Isto vai ser muito gratificante para nós, vai ser uma fonte de emoções positivas, e esta predominância das emoções positivas, vão gerar então o tal estado que nós chamamos de felicidade. A Psicologia Positiva propõe uma via rápida para nós alcançarmos este condicionamento, que é fingir ser feliz. Pode soar a falso, mas uma vez ouvi um mestre de yoga do riso, a dizer: “finja, finja, finja, até que atinja”, e é um pouco isto.  

Fingir ser feliz é uma forma de nos condicionarmos para sermos felizes. Uma das razões pelas quais nós não somos felizes é porque nós, de facto, passamos muito tempo com a ideia de que não somos felizes e por isso temos que procurar e encontrar a felicidade, temos que suprimir determinado desejo, muitas vezes sem sequer reconhecermos esse desejo ou sabermos exatamente do que é que estamos à procura ou o que é que estamos a querer encontrar. Contudo, ficamos um pouco agoniados e um pouco desesperados porque queremos alguma coisa que não sabemos bem o que é, e então queixamo-nos, reclamamos, e acabamos por entrar num ciclo de condicionamento negativo, que condiciona a nossa mente para a criação de estados de emoções negativas, de tristeza, e de angústia.  

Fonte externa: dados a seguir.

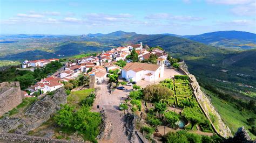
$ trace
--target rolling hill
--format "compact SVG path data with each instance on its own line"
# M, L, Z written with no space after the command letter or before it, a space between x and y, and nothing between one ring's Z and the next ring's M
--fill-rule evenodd
M218 31L200 35L184 35L183 37L207 45L225 48L256 48L256 34L247 32Z

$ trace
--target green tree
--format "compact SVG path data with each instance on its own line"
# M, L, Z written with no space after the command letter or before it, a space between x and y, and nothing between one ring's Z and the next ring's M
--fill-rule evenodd
M89 83L90 77L87 75L85 75L84 73L80 73L76 80L78 81L78 86L82 86Z
M115 82L117 83L118 78L118 75L117 74L109 74L109 82Z
M154 54L150 54L150 56L149 58L149 60L147 61L152 64L157 64L157 56L154 55Z
M68 104L62 105L60 110L57 112L54 118L56 123L65 128L72 128L75 117L73 113L74 109Z
M255 118L250 118L249 119L247 119L246 120L248 121L251 125L253 125L255 124Z
M175 68L179 68L180 65L177 62L176 62L172 65L172 66Z
M191 128L193 128L195 125L203 122L205 119L204 115L200 112L198 108L185 107L182 110L181 115L191 121Z
M92 68L90 68L86 71L86 73L88 74L89 72L92 72Z
M159 102L154 103L154 111L157 112L159 115L163 115L165 111L167 109L166 103L165 102Z
M178 121L180 117L175 112L169 111L164 113L164 118L170 127L172 127L175 123Z
M117 65L121 68L123 68L124 66L126 65L126 62L123 61L123 60L120 60L118 61L116 63L114 63L116 65Z
M137 85L136 84L133 84L132 85L132 88L134 90L139 90L140 89L140 86Z
M133 48L131 52L131 54L127 56L127 59L131 60L132 62L138 62L139 61L139 54L136 53L135 48Z

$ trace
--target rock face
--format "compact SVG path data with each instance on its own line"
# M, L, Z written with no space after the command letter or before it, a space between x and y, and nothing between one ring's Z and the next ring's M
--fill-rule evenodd
M232 137L231 131L229 127L224 124L220 116L211 104L207 96L201 90L196 77L193 75L187 72L187 66L185 63L183 63L183 65L181 65L181 67L179 68L179 71L183 74L188 76L191 82L191 87L196 96L196 98L199 104L199 106L201 107L204 113L206 116L206 117L212 124L213 130L225 138L228 138L230 137ZM185 69L184 69L183 68ZM215 127L215 125L212 123L211 118L209 117L210 116L210 113L218 119L217 120L218 120L218 123L216 124L218 126L218 128Z
M244 126L238 128L234 137L227 140L227 142L256 142L251 140L249 134Z
M22 118L4 117L0 119L0 133L14 132L26 134L47 121L60 104L66 103L68 95L63 88L56 90L52 95L46 95L35 102L26 110Z
M126 134L130 142L149 142L143 135L135 128L136 122L139 120L138 116L134 114L127 113L124 116Z
M0 83L0 116L16 107L22 102L18 82Z
M110 139L112 131L112 124L111 121L107 120L107 116L104 110L100 111L100 113L102 123L100 126L99 133L97 139L100 140Z

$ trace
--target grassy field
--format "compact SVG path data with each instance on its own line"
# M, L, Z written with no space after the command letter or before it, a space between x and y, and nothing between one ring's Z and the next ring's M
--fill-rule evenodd
M21 62L18 61L9 61L9 60L0 60L0 67L6 66L16 66L19 65Z
M9 111L9 116L12 116L18 113L19 112L24 111L26 108L33 103L36 99L37 97L27 97L22 99L22 102L19 104L16 108L14 108Z
M90 94L94 91L93 89L87 89L82 90L72 91L68 97L68 104L69 105L77 105L83 99L88 96Z
M208 91L205 90L204 91L208 94L213 95ZM246 119L253 117L256 118L256 115L253 112L246 110L241 111L232 103L223 101L214 96L211 96L211 97L213 106L219 112L224 123L230 127L233 133L235 133L237 129L242 126L245 126L248 131L248 128L251 127L247 124ZM256 138L255 135L253 135L249 131L248 132L252 139L255 139Z

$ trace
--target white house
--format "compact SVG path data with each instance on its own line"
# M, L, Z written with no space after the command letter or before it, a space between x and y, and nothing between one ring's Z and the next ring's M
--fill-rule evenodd
M46 83L44 85L44 92L51 92L58 88L63 87L64 84L58 82L51 82L49 83Z
M158 59L158 65L140 62L126 64L122 70L122 76L127 81L138 82L142 80L153 81L164 76L164 60Z

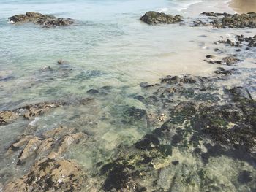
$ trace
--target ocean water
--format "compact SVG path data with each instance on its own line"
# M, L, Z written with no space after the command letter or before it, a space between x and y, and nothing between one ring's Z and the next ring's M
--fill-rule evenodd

Esta proposta que pode soar a falso, mas que resulta e que tem um resultado bastante rápido, é começar a fingir que és feliz. A proposta é parar de reclamar e começa a observar as coisas boas que existem. 

Nós passamos muito tempo a pensar no pouco que nos falta e esquecemo-n

os, muitas vezes, de agradecer o muito que temos. Então, finge que és feliz! E isto vai ser uma forma de tu condicionares a tua mente, para criar então o tal estado de felicidade. 

Então, estes são alguns contributos, pensamentos e questionamentos para te ajudar a construir a resposta a esta pergunta:  

O QUE É QUE É A FELICIDADE? 

E esta resposta deve ser construída individualmente, é uma resposta que tu tens de encontrar em ti mesmo.  

O que é que é a felicidade para ti? O que é que seria para ti ser feliz? Quando tu souberes a resposta a estas perguntas, tu vais ter o caminho facilitado para a construção então da felicidade. Se nós não a conseguimos definir é difícil que a possamos alcançar. E como disse no início, se calhar, quando a alcançarmos se calhar nem vamos dar conta que a alcançamos.  

Então eu convido-te a questionar: o que é que é a felicidade para ti?